La ruta que os proponemos comienza en el pueblo de Ribadelago, situado a orillas del lago. Desde aquí, podemos tomar el sendero que lleva a la Cascada de Sotillo, sin duda una de las joyas naturales del parque. Este recorrido circular es de dificultad moderada y tiene una longitud de aproximadamente 14 kilómetros, por lo que lo recomendamos para senderistas con una condición física media.
Comenzamos ascendiendo suavemente a través de un bosque de robles y castaños, que son perfectos para descansar a la sombra al fresco durante los meses más cálidos. A medida que avanzamos, el sonido del agua se hace más presente, anunciando la proximidad de la Cascada de Sotillo, una verdadera maravilla natural con una caída de más de 20 metros. Esta cascada está especialmente bonita en primavera, cuando el deshielo aumenta el caudal del agua.
(Cascada de Sotillo)
Después de disfrutar de la cascada, el sendero continúa ascendiendo hasta llegar a un mirador natural desde donde se puede apreciar una vista panorámica del valle y del Lago de Sanabria. Este es un buen lugar para hacer una pausa, disfrutar del paisaje y tomar algunas fotografías. Desde el mirador, el sendero desciende de nuevo hacia Ribadelago, completando una ruta circular que permite explorar diferentes aspectos del parque.
Además de la belleza natural, esta ruta nos ofrece la oportunidad de observar una rica fauna y flora. Es sencillo avistar aves rapaces como el águila real, el halcón peregrino, la perdiz pardilla o el alcaudón dorsirrojo durante la caminata, así como mamíferos como el corzo y el jabalí si tenéis algo de suerte. En cuanto a la vegetación, en esta zona natural destacan los bosques de robles y castaños.

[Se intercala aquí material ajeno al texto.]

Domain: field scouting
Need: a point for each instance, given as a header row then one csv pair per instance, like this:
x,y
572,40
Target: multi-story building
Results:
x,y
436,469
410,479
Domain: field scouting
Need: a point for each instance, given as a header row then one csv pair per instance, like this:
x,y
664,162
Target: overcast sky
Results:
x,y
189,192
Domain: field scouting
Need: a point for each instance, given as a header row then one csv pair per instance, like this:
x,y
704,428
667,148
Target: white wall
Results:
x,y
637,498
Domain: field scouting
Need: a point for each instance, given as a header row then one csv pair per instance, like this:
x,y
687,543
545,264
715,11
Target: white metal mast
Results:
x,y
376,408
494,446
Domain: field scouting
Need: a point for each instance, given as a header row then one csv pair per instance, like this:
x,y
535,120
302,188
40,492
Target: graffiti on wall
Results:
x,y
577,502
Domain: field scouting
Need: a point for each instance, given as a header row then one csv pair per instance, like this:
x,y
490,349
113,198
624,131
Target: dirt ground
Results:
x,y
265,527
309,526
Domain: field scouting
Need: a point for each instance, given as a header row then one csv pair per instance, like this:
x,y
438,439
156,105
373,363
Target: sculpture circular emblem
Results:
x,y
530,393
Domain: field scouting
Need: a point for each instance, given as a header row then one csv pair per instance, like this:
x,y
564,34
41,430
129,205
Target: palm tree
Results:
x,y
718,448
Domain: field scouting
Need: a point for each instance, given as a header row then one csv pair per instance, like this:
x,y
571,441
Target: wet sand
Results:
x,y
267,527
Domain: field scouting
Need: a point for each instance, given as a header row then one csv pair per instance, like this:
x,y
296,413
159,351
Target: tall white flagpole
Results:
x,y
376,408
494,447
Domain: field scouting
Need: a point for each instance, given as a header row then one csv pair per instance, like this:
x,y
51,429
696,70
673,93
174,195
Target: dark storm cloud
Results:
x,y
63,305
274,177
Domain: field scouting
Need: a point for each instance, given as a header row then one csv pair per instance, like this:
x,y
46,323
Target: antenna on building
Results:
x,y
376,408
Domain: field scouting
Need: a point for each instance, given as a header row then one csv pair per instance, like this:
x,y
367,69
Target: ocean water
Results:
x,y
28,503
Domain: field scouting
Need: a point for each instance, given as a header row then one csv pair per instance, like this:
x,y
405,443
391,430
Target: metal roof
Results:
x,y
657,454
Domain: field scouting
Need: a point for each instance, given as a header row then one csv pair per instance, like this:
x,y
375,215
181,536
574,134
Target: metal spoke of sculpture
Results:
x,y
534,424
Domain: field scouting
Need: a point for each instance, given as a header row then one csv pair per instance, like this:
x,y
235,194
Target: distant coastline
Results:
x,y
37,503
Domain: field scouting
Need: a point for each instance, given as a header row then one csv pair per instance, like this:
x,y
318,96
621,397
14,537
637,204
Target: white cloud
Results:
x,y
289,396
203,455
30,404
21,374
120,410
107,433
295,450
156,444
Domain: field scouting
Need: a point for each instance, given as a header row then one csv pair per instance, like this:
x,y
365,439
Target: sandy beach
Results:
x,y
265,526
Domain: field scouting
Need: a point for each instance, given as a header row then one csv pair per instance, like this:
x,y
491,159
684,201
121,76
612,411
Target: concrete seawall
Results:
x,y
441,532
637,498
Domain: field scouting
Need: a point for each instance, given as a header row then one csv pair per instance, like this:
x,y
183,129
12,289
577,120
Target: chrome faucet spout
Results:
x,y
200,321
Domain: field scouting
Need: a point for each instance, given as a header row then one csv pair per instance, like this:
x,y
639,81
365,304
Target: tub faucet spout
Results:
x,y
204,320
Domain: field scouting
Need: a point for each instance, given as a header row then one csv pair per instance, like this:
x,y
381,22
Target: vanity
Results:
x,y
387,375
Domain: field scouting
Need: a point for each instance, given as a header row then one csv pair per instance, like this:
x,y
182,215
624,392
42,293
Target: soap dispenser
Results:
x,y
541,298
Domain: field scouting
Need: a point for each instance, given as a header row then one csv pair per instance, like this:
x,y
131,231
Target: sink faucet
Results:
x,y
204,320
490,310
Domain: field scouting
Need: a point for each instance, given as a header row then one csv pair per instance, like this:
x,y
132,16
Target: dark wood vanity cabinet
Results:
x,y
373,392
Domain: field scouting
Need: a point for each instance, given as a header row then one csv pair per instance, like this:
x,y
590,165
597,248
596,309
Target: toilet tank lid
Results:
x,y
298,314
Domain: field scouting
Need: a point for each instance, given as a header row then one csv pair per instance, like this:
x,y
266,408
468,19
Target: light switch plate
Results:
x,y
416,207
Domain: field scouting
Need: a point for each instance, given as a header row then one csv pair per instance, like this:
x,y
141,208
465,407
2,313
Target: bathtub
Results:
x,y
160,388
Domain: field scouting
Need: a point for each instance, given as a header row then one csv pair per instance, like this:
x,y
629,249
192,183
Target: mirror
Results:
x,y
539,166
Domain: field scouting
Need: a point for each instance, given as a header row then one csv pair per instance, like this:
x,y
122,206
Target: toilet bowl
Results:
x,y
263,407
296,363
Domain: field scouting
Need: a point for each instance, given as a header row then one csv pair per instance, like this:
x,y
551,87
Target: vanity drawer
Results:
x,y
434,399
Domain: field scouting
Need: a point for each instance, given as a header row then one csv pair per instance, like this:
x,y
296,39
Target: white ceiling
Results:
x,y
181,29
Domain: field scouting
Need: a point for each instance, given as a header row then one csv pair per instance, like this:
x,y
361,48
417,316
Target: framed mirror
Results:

El Parque Natural del Lago de Sanabria y Sierras Segundera y de Porto no solo es un paraíso para los amantes del senderismo, sino también un lugar de gran interés cultural e histórico. Por ejemplo, en Rabanillo de Sanabria os recomendamos visitar la Casa del Parque natural Lago de Sanabria y Sierras Segundera y de Porto, que ofrece información sobre la formación geológica del lago y la historia de la región. Además, el parque alberga varios restos arqueológicos, como castros y necrópolis, que nos ofrecen una valiosa lección sobre la presencia humana en la zona desde tiempos prehistóricos.”
ORIGEN DEL GLACIAR DE MESETA
Ampliamos esta información con la que proporciona Wikipedia. El origen de este espacio natural se sitúa en las fases más frías del Cuaternario, cuando en Sanabria se establecieron las condiciones glaciares que afectaron notablemente al modelado de sus montañas. Durante este período, el límite de las nieves perpetuas se estableció en torno a los 1600 m s. n. m. (metros sobre el nivel del mar), lo que permitió que durante la glaciación del Würm en la altiplanicie de la sierra, se establecieran grandes acumulaciones de hielo y nieve, originando un glaciar de meseta o casquete. De él divergían largas y potentes lenguas de hielo encajadas en los anteriores valles fluviales. Hace 10 000 años la glaciación terminó y la lengua glaciar se retiró dejando al descubierto amplios y profundos valles, circos glaciares, rocas aborregadas, estrías glaciares, morrenas, el lago y más de 20 lagunas diseminadas por la sierra.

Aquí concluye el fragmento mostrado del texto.